The protein remodeling method provided a clear path to improving both the side chain and the off-backbone density. Even though the simulation is restrained to the diverse set of structures in model E, the conformation of Lys217 in the MD snapshot was relatively homogeneous (Fig. 4B). This means that the force field was strong enough to overcome the restraints to the ensemble positions. After correcting the conformation of Lys217, difference density remained, and the MD simulation again guided the approach. Density comparison revealed that both MD water and chloride ion density overlapped the difference density. Although water and chloride atoms lacked sufficient electrons, when a phosphate was built in, this difference density was reduced to below 3-sigma. This free phosphate is not observed in the joint X-ray and neutron diffraction dataset, where there is a water molecule in the same position instead. However, for that experiment, phosphate was not present in the crystallization buffer, Sr2+ was used rather than Mg2+ to co-crystallize, and, although ADP is present, the gamma phosphate of ATP is transferred to a serine on the substrate peptide (29). The advantages seen in this example might be generalizable to other MX studies: charged ions in the solvent, which are often required for neutralization or modeling of buffer salts in MD simulations, may serve as proxies for other charged molecules in the experimental buffer that are not included in the explicit solvent of the simulation.

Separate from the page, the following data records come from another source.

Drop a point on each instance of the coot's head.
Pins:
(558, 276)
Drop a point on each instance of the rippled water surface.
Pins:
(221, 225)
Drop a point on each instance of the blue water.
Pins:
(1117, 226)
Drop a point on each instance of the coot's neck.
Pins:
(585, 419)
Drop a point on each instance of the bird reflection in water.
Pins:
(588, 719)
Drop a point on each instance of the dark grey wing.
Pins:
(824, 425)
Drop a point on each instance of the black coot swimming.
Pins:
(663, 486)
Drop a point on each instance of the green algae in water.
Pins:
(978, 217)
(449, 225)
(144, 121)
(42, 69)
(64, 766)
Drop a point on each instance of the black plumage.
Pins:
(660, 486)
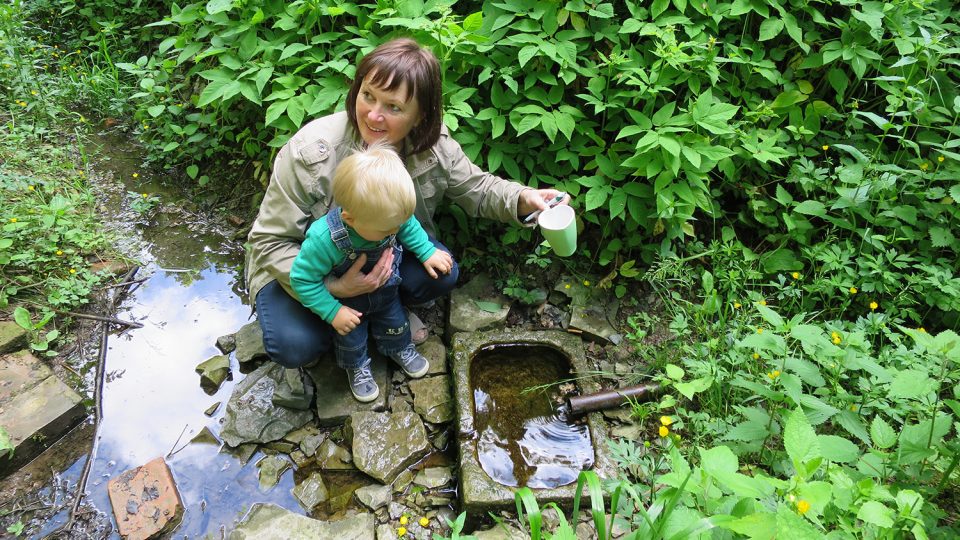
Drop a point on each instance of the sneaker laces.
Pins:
(361, 376)
(407, 354)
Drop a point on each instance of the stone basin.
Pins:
(479, 492)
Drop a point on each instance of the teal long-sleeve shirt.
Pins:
(319, 256)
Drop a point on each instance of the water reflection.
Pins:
(523, 442)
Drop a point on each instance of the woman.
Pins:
(396, 96)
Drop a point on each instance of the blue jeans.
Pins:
(383, 318)
(294, 336)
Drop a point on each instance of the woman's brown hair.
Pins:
(393, 64)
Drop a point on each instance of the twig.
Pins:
(112, 320)
(124, 284)
(171, 452)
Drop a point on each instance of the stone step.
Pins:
(36, 408)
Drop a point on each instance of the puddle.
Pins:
(153, 404)
(522, 440)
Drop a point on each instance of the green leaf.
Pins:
(219, 6)
(489, 307)
(770, 28)
(838, 449)
(941, 237)
(772, 317)
(675, 372)
(882, 434)
(909, 384)
(799, 439)
(876, 513)
(811, 208)
(22, 317)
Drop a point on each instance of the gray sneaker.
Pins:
(362, 385)
(413, 363)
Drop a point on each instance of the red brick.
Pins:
(145, 501)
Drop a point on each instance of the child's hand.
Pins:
(440, 261)
(346, 320)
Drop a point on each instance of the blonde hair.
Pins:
(373, 185)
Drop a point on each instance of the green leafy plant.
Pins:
(6, 447)
(38, 341)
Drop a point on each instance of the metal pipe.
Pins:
(607, 399)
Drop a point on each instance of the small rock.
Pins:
(311, 491)
(374, 496)
(434, 477)
(331, 456)
(213, 372)
(271, 469)
(227, 344)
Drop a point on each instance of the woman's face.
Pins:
(382, 114)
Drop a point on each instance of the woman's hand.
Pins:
(440, 261)
(532, 200)
(346, 320)
(354, 282)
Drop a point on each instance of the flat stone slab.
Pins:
(36, 408)
(435, 352)
(251, 415)
(384, 444)
(432, 398)
(477, 306)
(335, 403)
(145, 501)
(249, 343)
(267, 521)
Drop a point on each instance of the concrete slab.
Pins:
(145, 501)
(36, 408)
(335, 403)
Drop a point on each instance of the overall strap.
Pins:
(338, 232)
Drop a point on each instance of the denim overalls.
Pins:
(381, 309)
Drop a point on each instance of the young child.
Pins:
(374, 203)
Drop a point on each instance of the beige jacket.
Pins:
(299, 193)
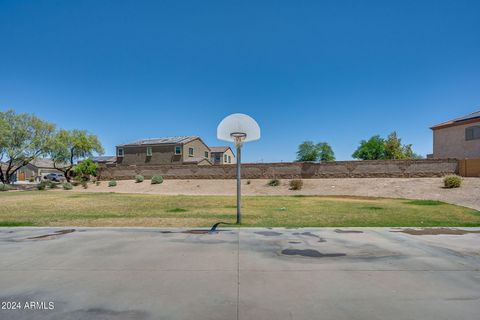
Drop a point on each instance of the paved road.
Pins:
(367, 273)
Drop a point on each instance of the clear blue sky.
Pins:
(335, 71)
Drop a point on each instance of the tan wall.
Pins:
(469, 167)
(450, 142)
(337, 169)
(137, 155)
(199, 149)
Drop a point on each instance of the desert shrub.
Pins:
(4, 187)
(42, 185)
(296, 184)
(452, 181)
(273, 183)
(157, 179)
(67, 186)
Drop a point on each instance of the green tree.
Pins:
(23, 138)
(86, 169)
(69, 146)
(325, 152)
(377, 148)
(309, 151)
(371, 149)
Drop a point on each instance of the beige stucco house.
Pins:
(222, 155)
(36, 170)
(458, 138)
(170, 150)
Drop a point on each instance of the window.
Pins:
(472, 133)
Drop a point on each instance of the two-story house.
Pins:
(457, 138)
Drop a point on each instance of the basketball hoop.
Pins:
(238, 128)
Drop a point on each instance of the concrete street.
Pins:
(314, 273)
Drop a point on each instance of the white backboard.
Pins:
(238, 123)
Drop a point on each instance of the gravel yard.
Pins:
(412, 188)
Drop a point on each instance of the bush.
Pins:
(4, 187)
(296, 184)
(42, 185)
(274, 183)
(452, 181)
(157, 179)
(67, 186)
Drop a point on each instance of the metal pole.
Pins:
(239, 219)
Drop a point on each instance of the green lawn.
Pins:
(69, 208)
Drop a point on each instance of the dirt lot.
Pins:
(413, 188)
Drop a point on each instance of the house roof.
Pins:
(165, 140)
(104, 159)
(219, 149)
(43, 163)
(469, 118)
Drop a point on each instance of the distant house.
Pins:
(36, 170)
(171, 150)
(458, 138)
(222, 155)
(104, 159)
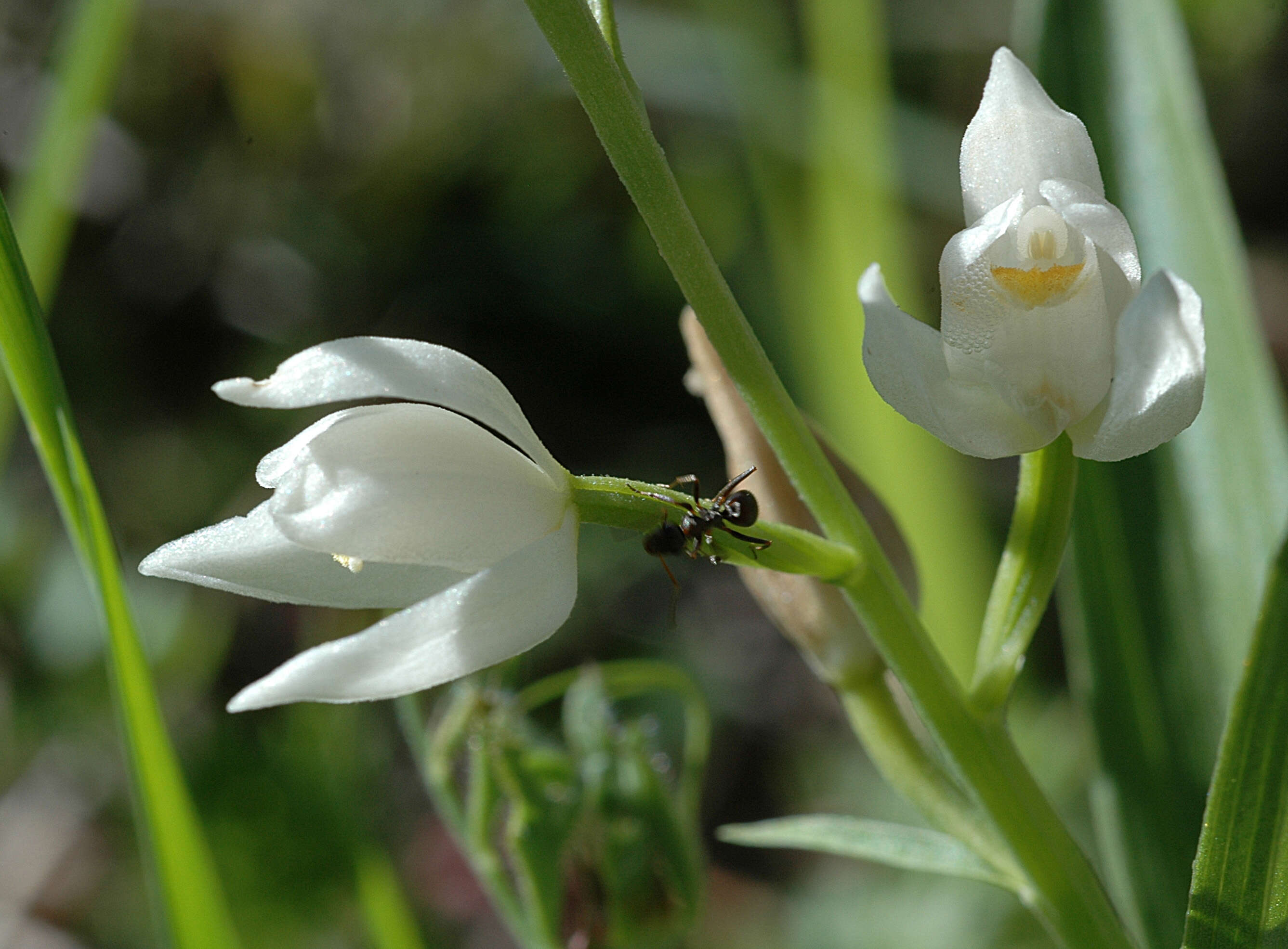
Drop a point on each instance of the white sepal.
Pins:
(250, 557)
(366, 367)
(484, 620)
(1158, 374)
(1021, 138)
(1099, 221)
(906, 362)
(410, 483)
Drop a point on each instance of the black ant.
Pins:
(700, 520)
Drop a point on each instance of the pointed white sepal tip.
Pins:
(239, 390)
(1019, 138)
(481, 621)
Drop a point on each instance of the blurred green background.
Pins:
(280, 173)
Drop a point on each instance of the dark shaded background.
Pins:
(276, 174)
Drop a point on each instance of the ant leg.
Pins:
(733, 483)
(675, 594)
(758, 543)
(688, 483)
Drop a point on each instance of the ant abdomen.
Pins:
(666, 540)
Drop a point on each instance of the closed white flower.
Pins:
(413, 505)
(1045, 326)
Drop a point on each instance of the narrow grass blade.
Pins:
(87, 67)
(1239, 894)
(826, 218)
(191, 899)
(391, 923)
(1171, 547)
(1147, 804)
(894, 845)
(1232, 465)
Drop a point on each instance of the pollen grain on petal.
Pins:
(1037, 286)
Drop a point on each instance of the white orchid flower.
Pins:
(406, 505)
(1045, 326)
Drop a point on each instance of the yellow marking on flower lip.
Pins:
(1036, 286)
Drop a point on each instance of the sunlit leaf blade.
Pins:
(894, 845)
(1171, 547)
(828, 217)
(391, 923)
(87, 67)
(1232, 465)
(1239, 896)
(192, 900)
(1147, 804)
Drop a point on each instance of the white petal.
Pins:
(250, 557)
(1099, 221)
(1158, 374)
(906, 362)
(1052, 364)
(1021, 138)
(484, 620)
(365, 367)
(970, 307)
(414, 484)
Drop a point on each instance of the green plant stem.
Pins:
(1063, 890)
(1065, 893)
(436, 756)
(1025, 576)
(905, 764)
(611, 501)
(630, 678)
(870, 705)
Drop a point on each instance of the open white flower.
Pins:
(1045, 326)
(405, 505)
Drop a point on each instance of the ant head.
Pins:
(741, 509)
(668, 539)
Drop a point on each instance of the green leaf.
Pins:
(88, 64)
(1147, 804)
(1239, 894)
(391, 921)
(1231, 468)
(191, 899)
(1171, 549)
(894, 845)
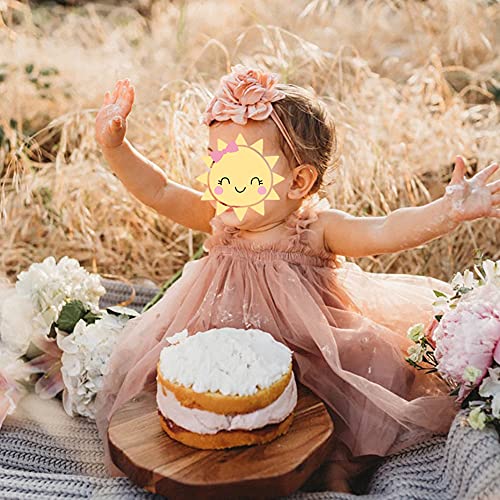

In addition to guiding the remodeling of a single conformation of a side chain, as for Lys217, the cases of Asp166 and Lys213 show that the MD-MX procedure can help develop multi-conformer models. Although in retrospect the difference density from single structure refinement contained clues about the potential for a peptide-plane flip for Lys213, the possibility was only suggested after producing an alternative water model from the MD simulations: when the resulting model was subjected to comprehensive validation, a water oxygen was flagged as being too close to the backbone oxygen of Lys213. It was this close contact that drew our attention to the difference density in the region. Because a simple peptide flip did not address the issue, we attempted to use the ensemble refinement for guidance about how to revise the structure; however, the conformations of Lys213 in E were too disordered to suggest a path forward. In contrast, the MD snapshot exhibited a clear two state conformational distribution for the backbone that we were able to use to define an alternative conformation (Fig. 7). Similarly, though both the single structure and ensemble refined models for Asp166 have difference density in the region of the side chain, neither suggests a path forward — again, the MD snapshot clearly suggested a specific multi-conformer model (Fig. 6). These examples show that the MD-MX procedure is useful not only as an analysis tool, but also can be used to develop multi-conformer models of protein structure, including peptide flips (34, 36).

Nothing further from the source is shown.